Alden Hammond March 19, 1921 – October 16, 2011
Among many things that Alden Hammond did in life, he founded and led choirs and choruses. He helped people sing. He brought out the voices within us, and helped us achieve harmony.
A few current Chorale members met Alden Hammond at one time or another, though most of us knew him only indirectly. We are among the hundreds of choral singers who follow in his musical slipstream. We are one measure of his impact in the world, of the many lives he touched through his music.
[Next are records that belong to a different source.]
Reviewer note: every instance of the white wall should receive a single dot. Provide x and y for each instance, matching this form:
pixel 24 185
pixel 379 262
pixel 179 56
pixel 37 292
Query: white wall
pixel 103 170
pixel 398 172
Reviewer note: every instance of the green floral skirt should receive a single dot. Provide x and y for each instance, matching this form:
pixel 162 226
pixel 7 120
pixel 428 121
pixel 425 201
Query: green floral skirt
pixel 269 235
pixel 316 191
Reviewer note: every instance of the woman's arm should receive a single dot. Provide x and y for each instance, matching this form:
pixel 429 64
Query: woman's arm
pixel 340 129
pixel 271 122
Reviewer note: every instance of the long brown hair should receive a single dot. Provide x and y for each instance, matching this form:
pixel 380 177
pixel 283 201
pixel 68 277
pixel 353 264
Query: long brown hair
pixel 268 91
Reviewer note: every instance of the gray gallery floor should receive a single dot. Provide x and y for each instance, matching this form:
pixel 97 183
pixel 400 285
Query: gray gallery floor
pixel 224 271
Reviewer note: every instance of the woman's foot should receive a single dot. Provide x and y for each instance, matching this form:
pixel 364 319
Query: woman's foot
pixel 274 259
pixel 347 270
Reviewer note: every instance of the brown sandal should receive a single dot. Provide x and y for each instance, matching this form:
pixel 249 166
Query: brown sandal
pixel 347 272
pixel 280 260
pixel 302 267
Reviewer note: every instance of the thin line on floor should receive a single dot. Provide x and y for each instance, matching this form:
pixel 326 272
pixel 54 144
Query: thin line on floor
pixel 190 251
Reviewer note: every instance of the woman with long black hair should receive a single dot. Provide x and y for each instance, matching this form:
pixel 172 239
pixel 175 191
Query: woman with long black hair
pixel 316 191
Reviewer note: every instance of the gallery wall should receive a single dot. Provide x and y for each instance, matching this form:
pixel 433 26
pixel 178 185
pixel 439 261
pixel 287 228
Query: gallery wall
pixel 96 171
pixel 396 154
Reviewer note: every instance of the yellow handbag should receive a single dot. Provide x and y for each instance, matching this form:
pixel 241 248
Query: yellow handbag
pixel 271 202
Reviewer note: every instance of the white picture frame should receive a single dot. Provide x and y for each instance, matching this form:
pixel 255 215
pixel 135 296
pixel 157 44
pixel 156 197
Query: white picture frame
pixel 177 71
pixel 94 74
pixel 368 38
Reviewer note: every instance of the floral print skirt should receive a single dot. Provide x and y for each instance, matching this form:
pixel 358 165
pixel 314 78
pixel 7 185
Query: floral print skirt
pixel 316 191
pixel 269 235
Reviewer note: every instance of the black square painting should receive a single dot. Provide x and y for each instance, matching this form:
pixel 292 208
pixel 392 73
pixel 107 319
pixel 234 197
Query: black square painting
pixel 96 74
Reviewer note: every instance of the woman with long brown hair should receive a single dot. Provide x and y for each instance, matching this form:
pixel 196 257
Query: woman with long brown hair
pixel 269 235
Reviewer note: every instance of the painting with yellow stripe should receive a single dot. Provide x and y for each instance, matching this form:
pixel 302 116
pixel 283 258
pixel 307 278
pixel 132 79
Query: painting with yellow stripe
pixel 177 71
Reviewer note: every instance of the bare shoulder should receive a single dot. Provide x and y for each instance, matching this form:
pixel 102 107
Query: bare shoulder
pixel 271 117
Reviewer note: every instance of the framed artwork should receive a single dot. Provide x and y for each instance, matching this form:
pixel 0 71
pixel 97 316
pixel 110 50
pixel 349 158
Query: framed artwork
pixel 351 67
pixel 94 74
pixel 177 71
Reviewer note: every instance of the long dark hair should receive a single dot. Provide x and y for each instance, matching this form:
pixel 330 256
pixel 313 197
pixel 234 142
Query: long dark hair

Our chorus, the New Haven Chorale, was the first one that he founded, while still in his late 20’s. Previously, in the late 1940’s, he sang in ground-breaking conductor, Robert Shaw’s Collegiate Chorale, in New York City, the prototype for modern American choruses. There, passionate amateurs pursued musical excellence, and, in the process, techniques employed by most choruses today were born. In 1950, after graduating from Yale University, he noticed that people in New Haven hungered for such a chorus--in which to grow musically, and through which to give back to their community--so he put his experience to work.
A letter he sent to area churches proposed a new kind of chorus for New Haven, one designed to, in his words, “…provide for the residents of this area an opportunity to sing sacred and secular music of all periods in a mixed community chorus, and to create, through the experience of singing together, better understanding among the different races and religions represented in this vicinity.” His vision was utopian, and compelling.
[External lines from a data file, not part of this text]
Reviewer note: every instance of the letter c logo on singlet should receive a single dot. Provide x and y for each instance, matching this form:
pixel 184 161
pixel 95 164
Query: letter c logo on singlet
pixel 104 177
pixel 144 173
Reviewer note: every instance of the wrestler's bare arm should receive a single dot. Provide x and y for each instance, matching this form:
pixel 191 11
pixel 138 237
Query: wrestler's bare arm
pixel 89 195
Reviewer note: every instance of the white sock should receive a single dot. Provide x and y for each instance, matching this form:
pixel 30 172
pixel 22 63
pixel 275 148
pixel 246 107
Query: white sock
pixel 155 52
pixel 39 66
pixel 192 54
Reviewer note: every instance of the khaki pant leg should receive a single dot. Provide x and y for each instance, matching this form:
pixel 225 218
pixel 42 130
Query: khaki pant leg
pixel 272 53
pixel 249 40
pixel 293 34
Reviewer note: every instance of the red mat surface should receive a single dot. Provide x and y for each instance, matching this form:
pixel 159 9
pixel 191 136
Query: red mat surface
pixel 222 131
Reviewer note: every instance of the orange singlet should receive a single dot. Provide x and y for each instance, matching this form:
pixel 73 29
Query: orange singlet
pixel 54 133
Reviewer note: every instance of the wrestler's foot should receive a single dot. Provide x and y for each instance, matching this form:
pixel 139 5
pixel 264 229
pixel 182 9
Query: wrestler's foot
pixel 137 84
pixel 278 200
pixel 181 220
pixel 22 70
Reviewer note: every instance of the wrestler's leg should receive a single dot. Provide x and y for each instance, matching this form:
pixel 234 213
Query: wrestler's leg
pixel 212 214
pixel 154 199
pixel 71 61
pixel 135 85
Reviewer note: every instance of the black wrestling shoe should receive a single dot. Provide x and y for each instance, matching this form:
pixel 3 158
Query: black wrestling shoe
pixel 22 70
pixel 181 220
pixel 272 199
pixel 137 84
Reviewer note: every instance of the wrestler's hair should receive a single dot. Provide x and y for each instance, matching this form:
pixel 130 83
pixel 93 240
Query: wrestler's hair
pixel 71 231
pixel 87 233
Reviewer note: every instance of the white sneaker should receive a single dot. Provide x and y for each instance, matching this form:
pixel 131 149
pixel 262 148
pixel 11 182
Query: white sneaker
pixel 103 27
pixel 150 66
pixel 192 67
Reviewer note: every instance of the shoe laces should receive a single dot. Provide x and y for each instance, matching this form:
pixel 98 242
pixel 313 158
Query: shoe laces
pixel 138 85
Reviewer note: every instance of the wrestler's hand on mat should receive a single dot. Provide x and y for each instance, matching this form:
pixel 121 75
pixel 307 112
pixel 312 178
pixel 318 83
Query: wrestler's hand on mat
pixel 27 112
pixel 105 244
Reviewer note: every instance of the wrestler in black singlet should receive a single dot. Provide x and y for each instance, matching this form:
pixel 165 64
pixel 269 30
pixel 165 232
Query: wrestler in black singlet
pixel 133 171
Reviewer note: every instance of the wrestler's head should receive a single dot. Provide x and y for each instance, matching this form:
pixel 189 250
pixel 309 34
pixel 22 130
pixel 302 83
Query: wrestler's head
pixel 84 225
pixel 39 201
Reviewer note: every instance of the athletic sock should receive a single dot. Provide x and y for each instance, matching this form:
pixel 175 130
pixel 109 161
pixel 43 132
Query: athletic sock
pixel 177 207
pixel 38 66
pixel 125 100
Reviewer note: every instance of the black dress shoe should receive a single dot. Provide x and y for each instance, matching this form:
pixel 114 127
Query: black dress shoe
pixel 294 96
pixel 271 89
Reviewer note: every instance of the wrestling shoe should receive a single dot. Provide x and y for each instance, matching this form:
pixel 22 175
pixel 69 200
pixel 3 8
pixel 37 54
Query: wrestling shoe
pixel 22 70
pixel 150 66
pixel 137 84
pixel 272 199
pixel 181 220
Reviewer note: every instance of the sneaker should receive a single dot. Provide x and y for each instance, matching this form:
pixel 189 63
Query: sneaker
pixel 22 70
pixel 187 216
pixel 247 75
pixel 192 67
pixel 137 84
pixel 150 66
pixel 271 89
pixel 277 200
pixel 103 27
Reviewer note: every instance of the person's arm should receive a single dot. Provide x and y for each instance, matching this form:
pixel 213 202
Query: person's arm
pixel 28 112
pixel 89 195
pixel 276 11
In their first few months, in the winter of 1950, a chorus of over 100 performed to benefit local charities, to help New Haven light the Christmas tree on the green, and to carol for patients in area hospitals during the holidays, all traditions that we continue to this day. Within a year they were performing Beethoven’s Ninth Symphony with the New Haven Symphony Orchestra. Within two years, they were performing Gustav Mahler’s monumental Second Symphony, “Resurrection,” with the Hartford Symphony Orchestra, a herculean feat.
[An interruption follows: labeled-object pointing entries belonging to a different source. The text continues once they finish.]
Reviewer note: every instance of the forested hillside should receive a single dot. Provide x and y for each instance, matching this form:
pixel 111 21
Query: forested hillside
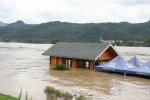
pixel 63 31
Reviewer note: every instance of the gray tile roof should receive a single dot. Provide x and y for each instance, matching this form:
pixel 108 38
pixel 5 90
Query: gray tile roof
pixel 88 51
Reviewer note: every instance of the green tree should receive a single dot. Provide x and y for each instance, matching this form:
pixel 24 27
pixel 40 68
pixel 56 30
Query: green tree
pixel 147 41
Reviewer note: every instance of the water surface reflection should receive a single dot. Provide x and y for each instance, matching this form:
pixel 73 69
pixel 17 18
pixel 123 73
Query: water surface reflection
pixel 22 65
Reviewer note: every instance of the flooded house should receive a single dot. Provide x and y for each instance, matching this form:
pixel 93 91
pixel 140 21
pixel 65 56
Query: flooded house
pixel 80 55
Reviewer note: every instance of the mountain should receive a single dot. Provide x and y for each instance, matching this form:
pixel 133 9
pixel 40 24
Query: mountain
pixel 2 24
pixel 64 31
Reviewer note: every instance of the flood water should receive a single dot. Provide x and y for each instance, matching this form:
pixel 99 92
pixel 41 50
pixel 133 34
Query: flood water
pixel 23 66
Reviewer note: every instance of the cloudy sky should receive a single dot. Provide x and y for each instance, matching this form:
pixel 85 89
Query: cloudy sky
pixel 78 11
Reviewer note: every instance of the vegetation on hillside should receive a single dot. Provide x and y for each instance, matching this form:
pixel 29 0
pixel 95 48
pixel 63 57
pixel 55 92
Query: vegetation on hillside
pixel 53 32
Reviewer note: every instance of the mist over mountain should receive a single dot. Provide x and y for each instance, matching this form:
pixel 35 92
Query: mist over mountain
pixel 2 24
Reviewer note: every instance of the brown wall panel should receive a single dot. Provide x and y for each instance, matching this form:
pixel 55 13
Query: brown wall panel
pixel 91 65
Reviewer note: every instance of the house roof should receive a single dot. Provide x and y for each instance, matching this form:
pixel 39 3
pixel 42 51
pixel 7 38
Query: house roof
pixel 88 51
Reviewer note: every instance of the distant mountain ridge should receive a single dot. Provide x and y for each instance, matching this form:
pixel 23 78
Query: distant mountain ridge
pixel 2 24
pixel 63 31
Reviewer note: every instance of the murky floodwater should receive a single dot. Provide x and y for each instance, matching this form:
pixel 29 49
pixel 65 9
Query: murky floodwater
pixel 23 66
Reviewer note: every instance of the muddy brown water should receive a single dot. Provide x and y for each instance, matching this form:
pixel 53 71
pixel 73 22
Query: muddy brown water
pixel 23 66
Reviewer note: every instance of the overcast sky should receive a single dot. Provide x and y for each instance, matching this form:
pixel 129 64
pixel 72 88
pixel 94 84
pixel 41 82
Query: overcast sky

Now, over 60 years later, we estimate that our members have contributed--through their rehearsing, performing, mentoring young people, community outreach, and charity projects--over 2 million hours of volunteer service to our community through our chorus. And we are only one of Alden Hammond’s many choruses. Their tremendous, combined, and ongoing impact is the fruit of his vision, his gift for music, his charismatic leadership, and his love for people.
We and our fellow choristers owe Alden Hammond a great debt, as do our audiences and our communities. He created choruses for those of us who sing because we have to. He gave us places to grow as musicians. He gave us communities of fellow singers in which to belong. Most important of all, he gave us ways to make ourselves useful to others--by uplifting people with beautiful and inspiring choral music--and by tapping the power of choral music to do good works in our communities.
So, on behalf of our fellow choristers everywhere…and all our audiences…and all our communities: Thank you, Alden Hammond.